基盤強化求める 日欧EPAで政策提案 全中

 JA全中は、欧州連合(EU)との経済連携協定(EPA)の国内対策に関する政策提案を決めた。牛・豚の経営安定対策(マルキン)の補填(ほてん)率引き上げの早急な実施、国産チーズの競争力強化策、畜産・酪農の生産基盤強化策などが柱。生産者の不安を払拭(ふっしょく)するとともに、産地の体質強化をさらに後押しする政策の確立を求める。

 農水省の影響分析によると、日欧EPAによる関税削減・撤廃や輸入枠の影響で、EUの競争力が高い豚肉や乳製品、牛肉などで国産価格下落の懸念がある。

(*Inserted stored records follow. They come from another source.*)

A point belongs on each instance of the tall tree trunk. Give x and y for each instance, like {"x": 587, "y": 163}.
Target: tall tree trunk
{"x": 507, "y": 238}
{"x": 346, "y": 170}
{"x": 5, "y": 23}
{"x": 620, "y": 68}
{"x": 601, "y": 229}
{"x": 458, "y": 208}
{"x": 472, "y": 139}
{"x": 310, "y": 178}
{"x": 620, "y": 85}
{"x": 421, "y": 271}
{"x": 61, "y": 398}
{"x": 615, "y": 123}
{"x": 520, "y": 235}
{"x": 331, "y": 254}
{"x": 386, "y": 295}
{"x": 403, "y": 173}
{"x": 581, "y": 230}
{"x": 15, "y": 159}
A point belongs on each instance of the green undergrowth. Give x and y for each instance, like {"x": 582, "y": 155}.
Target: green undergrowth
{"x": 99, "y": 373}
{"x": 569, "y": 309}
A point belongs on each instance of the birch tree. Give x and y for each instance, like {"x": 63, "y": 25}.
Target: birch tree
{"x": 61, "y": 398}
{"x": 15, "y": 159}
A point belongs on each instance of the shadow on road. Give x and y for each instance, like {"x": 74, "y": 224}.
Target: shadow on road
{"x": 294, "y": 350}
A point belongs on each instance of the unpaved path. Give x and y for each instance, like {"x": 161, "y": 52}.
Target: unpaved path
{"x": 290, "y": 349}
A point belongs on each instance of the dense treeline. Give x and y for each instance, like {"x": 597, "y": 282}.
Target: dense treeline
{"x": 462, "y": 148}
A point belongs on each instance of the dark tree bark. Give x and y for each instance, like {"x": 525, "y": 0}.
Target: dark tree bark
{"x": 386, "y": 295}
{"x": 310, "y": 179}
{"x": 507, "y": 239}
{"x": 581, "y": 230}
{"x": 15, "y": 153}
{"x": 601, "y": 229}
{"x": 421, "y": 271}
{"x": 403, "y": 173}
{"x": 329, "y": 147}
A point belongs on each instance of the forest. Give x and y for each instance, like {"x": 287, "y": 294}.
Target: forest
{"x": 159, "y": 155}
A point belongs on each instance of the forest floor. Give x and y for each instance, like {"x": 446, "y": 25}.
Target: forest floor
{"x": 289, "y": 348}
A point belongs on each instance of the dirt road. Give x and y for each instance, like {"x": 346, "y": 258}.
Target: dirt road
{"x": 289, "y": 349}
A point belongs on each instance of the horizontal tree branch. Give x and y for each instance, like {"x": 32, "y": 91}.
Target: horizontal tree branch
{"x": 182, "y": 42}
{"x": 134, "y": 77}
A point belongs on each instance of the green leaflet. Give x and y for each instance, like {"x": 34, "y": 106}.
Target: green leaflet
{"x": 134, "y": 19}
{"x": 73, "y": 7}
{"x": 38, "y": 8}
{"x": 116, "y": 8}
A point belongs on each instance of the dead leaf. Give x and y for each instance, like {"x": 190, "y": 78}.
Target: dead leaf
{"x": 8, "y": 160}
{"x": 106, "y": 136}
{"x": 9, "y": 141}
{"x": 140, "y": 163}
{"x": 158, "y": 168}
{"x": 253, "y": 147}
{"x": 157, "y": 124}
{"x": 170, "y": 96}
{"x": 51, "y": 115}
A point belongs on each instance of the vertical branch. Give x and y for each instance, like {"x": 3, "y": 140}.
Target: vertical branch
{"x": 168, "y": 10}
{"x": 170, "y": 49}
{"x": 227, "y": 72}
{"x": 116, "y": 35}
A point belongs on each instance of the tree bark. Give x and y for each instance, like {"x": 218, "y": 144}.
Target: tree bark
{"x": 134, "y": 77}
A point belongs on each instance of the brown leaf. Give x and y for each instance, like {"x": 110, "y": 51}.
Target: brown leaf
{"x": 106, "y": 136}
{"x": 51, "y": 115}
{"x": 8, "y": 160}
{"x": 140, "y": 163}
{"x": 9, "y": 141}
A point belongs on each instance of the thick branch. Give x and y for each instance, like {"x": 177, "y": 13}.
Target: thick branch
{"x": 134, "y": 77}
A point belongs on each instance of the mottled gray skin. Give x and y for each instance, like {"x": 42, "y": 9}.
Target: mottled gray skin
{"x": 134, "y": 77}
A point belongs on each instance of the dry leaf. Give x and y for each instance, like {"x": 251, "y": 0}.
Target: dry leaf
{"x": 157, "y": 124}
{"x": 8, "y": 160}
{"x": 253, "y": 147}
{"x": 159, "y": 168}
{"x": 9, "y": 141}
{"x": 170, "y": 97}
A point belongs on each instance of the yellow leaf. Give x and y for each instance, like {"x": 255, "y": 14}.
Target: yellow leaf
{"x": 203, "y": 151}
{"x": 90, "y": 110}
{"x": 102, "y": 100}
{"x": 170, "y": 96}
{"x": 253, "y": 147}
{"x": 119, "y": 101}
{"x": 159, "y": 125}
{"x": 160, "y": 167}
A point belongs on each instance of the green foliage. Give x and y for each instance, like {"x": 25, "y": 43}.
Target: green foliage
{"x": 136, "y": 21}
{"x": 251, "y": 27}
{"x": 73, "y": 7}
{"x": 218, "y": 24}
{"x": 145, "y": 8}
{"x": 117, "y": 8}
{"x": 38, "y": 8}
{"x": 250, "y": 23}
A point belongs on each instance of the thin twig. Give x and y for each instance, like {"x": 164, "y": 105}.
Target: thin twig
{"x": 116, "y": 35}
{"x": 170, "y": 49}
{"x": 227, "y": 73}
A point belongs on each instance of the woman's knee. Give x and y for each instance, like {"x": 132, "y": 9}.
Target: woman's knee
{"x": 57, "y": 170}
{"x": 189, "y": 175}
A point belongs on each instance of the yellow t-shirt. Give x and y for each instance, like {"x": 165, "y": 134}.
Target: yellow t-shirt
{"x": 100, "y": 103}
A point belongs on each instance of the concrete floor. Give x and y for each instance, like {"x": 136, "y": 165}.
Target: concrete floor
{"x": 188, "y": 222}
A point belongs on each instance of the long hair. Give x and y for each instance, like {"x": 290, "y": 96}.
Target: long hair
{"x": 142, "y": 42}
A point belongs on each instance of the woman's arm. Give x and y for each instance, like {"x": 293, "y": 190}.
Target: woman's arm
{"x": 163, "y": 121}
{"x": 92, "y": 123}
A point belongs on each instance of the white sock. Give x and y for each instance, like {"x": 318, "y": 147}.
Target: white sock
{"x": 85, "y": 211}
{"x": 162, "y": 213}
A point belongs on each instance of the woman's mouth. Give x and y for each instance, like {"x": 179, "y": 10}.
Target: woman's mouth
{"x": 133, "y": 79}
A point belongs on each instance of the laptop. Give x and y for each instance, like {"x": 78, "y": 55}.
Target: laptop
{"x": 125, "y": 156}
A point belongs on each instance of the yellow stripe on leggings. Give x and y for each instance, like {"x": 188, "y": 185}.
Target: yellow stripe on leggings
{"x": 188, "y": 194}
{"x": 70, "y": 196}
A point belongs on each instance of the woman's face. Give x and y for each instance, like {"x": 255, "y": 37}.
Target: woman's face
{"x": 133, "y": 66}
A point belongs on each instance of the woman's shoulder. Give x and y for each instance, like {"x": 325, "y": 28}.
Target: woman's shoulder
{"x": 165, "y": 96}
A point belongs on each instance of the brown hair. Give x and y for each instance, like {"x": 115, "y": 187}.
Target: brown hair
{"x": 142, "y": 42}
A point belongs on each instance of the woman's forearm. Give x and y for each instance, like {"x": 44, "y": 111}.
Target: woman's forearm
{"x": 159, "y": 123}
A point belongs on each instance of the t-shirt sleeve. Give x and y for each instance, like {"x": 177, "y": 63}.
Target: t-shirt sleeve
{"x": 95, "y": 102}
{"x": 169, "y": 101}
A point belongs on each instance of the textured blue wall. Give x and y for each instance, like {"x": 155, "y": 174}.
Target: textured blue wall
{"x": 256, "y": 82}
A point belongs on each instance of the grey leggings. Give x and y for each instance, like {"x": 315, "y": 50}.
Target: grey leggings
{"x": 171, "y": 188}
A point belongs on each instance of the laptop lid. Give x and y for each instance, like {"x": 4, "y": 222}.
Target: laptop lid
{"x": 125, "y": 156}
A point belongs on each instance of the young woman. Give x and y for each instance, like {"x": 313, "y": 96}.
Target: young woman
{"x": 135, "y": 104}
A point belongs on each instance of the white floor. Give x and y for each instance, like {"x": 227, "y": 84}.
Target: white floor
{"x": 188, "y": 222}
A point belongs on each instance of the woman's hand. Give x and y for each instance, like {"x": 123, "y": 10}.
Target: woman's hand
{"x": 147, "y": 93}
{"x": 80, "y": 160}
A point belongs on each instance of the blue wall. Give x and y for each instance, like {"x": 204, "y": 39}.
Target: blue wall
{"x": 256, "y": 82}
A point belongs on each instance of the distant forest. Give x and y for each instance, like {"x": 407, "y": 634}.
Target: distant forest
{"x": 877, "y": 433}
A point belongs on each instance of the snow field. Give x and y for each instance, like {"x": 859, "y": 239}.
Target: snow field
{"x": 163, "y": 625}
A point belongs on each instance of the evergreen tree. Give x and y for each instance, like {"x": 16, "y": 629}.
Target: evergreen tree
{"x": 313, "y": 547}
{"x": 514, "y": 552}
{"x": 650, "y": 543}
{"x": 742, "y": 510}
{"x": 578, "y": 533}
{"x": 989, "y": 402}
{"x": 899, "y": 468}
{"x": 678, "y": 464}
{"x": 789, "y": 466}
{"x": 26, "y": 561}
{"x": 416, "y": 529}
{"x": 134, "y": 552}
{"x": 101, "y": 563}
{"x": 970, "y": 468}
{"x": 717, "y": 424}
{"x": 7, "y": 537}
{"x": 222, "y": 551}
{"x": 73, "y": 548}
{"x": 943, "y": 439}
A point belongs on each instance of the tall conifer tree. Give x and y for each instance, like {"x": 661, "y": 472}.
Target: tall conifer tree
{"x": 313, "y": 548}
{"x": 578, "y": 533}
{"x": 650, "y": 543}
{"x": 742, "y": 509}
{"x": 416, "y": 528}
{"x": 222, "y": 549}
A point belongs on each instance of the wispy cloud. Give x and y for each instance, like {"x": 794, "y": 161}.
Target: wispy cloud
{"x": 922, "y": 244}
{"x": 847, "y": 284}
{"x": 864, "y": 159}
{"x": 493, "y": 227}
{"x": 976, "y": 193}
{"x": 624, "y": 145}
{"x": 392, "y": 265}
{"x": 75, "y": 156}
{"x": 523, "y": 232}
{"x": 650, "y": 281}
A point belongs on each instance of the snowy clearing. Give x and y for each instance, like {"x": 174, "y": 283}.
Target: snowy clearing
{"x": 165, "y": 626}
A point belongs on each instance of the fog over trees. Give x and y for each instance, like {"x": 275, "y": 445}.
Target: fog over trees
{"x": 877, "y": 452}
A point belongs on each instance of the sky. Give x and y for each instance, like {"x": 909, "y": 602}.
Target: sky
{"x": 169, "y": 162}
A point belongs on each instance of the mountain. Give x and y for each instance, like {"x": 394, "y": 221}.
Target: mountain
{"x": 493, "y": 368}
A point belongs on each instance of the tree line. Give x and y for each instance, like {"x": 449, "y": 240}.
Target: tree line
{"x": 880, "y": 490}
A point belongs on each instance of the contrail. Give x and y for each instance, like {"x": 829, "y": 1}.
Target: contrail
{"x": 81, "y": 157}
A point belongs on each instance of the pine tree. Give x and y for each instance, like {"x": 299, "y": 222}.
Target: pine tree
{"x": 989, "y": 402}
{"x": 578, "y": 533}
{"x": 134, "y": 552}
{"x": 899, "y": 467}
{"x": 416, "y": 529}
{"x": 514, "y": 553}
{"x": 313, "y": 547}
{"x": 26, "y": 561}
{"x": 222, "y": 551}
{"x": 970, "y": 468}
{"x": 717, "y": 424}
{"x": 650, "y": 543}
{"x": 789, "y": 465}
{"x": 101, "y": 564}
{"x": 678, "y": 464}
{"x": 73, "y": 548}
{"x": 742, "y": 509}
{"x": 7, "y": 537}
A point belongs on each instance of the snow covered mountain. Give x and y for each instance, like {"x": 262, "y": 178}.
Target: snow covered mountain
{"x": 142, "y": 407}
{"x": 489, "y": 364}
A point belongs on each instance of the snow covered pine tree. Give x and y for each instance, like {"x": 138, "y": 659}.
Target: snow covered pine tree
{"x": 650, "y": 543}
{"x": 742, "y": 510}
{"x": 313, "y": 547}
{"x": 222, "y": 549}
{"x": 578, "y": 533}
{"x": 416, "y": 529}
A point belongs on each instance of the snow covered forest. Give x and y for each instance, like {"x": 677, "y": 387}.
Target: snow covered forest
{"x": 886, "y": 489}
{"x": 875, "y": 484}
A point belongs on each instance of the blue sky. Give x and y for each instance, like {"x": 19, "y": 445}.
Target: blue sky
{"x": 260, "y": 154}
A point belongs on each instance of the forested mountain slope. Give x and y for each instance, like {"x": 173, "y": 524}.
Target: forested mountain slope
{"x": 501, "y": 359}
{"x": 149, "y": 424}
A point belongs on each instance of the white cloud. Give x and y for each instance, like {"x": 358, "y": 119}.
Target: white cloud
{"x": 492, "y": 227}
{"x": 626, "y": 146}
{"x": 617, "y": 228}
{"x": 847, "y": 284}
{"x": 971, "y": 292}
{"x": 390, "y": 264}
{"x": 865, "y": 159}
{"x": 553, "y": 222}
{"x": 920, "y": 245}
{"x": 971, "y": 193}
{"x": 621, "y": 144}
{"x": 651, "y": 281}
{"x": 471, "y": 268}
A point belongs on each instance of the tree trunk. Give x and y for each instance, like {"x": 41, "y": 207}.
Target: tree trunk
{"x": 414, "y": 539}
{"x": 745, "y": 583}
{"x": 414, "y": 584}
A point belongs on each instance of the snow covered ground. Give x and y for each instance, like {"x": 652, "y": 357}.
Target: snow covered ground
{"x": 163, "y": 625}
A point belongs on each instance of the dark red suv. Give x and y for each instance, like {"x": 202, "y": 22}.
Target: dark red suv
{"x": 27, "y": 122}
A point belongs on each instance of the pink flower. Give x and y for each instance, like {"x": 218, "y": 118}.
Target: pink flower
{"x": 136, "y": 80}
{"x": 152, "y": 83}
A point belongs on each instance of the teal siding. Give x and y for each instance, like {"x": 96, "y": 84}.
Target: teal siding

提案では、万全な経営安定対策が必要として、牛・豚マルキンの補填率引き上げなど環太平洋連携協定(TPP)関連法・政策大綱で今後実施するとした対策の早急な実施を求める。

 さらに、乳製品の競争力強化に向けては、生乳の品質向上のため、チーズ向けの一定品質以上の生乳を対象に、加工原料乳生産者補給金とは別枠で生産者を支援する対策を創設するよう求める。特色ある国産チーズの生産拡大の拠点となる施設整備、品質向上やブランド化の支援措置の創設も掲げた。

 生産基盤を強化するため、性判別精液や受精卵の利用促進といった優良乳用牛の増頭対策の拡充、畜産クラスター事業の十分な予算確保も訴える。国産小麦の生産振興に必要な対策の財源確保、TPP対策である輸入加糖調製品からの調整金徴収の早期実施なども盛り込んだ。

 また、財務省の審議会が日欧EPAやTPP対策の縮小を求める提言を出したことを念頭に、万全の予算措置を確保することも指摘した。「既存の農林水産予算に支障を来さないよう政府全体で責任を持って毎年の予算編成過程で確保する」とした政府のTPP関連政策大綱の踏襲を求める。

 政府・与党は月内にも日欧EPA対策を取りまとめ、2017年度補正予算案にも盛り込む方向で議論している。今後、JAグループは政策提案を基に与党に働き掛ける方針だ。